A number of fMRI studies with analgesics have demonstrated the coupling between subjective pain intensity ratings and objective BOLD responses measured in central structures.2,3,5–8 Analgesics studied using fMRI include alfentanil,9 methadone,10 buprenorphine,11 morphine,12,13 parecoxib,14 oxycodone,15 naproxen,16 lidocaine,17 pregabalin,18 naloxone,19,20 nalbuphine,20 indomethacin,21 aspirin,22 remifentanil,23 propofol,24 and ketamine.25–27 For example, it was found that nalbuphine (an opioid agonist), like morphine, attenuated activity in the inferior orbital cortex but increased activity in the temporal cortex, insula, pulvinar, caudate, and pons in healthy male volunteers.20 In addition, nalbuphine induced functional connectivity of the caudate and multiple regions in the frontal, occipital, temporal, insular, middle cingulate cortices, putamen, and many areas in the cerebellum.20 Coadministration of naloxone selectively blocked activity in the pulvinar, pons, and posterior insula. These studies have provided new insights into how analgesics act on CNS-specific areas, and the image information from fMRI may be used as new biomarkers for monitoring the effects and side effects/toxicities of analgesics. fMRI offers new opportunities to evaluate and compare the effects of existing and new analgesics on human brain activity and to provide system-level predictions for how new drug candidates for chronic pain will affect the brain, thus accelerating drug discovery and allowing repurposing of existing drugs for new indications.3

However, when we understand the usefulness and applicability of fMRI in the functional pharmacology of CNS drugs, several limitations to this study by Pickering et al1 have been noted. First, the resultant data from fMRI is just structural, not really functional, and thus functional validation studies are often needed to confirm the fMRI data. Second, this study is a single-dose one, and does not include the regimens for chronic usage of acetaminophen. The dose-response relationship is not explored, and the time course is not well characterized. Third, the study was carried out in healthy volunteers, not patients. Finally, variation in study protocols and analysis techniques has made fMRI difficult to produce consistent data on the associations between subtle modulations of brain activity and the clinical efficacy of CNS drugs. fMRI does not quantify physiological variables directly associated with drug action, so identifying evidence for the efficacy of compounds must be based on empirically established associations between brain activity patterns and measurable clinical variables, such as clinical therapeutic outcomes.2 It is important that imaging tools are able to offer predictive capabilities beyond what can be obtained from clinical measures alone. Direct brain correlates of available behavioral and clinical measurements, which may be affected by factors unrelated to long-term efficacy, will not necessarily provide substantial additional predictive value for evaluations of CNS drugs. Therefore, as the authors have pointed out, further binding and connectivity studies are warranted to assess how the analgesic effect of acetaminophen relates to cerebral and descending modulation of pain, especially in chronic dosing of acetaminophen in patients.
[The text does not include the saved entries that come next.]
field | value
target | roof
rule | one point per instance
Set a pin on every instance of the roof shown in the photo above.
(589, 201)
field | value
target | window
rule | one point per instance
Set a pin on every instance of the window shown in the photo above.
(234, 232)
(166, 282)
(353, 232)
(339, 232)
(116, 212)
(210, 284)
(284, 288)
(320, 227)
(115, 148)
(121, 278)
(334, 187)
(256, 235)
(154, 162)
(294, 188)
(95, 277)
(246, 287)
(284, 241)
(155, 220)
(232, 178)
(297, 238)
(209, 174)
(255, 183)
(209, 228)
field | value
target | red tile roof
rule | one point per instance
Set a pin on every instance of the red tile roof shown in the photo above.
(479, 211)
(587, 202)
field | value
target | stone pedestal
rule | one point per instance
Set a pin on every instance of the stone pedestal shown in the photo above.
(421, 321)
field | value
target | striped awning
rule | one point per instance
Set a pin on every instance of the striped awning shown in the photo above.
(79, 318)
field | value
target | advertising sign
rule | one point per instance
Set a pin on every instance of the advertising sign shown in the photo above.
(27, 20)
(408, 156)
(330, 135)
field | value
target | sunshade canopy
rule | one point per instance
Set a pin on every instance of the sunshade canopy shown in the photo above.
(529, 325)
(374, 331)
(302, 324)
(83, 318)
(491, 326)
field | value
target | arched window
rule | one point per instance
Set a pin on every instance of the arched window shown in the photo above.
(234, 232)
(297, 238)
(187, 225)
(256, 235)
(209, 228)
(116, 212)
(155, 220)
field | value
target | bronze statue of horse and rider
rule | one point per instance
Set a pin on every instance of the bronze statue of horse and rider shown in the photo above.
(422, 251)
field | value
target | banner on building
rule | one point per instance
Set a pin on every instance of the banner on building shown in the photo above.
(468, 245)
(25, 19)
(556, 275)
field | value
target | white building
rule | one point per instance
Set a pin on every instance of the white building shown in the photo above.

Since evaluations of the therapeutic potential of CNS drug candidates in humans are often difficult and expensive, with efficacy unreliable, hard to measure, and slow to manifest, fMRI represents a noninvasive imaging technique that can complement molecular imaging for systemic studies of new and existing CNS drugs. fMRI is also widely used to explore the molecular mechanisms of pain and other disorders.4 A deep understanding of how CNS drugs act on specific brain regions is important for optimized use of these drugs and may provide a base for precise medicine. fMRI may help with the development of more selectively targeted CNS drugs.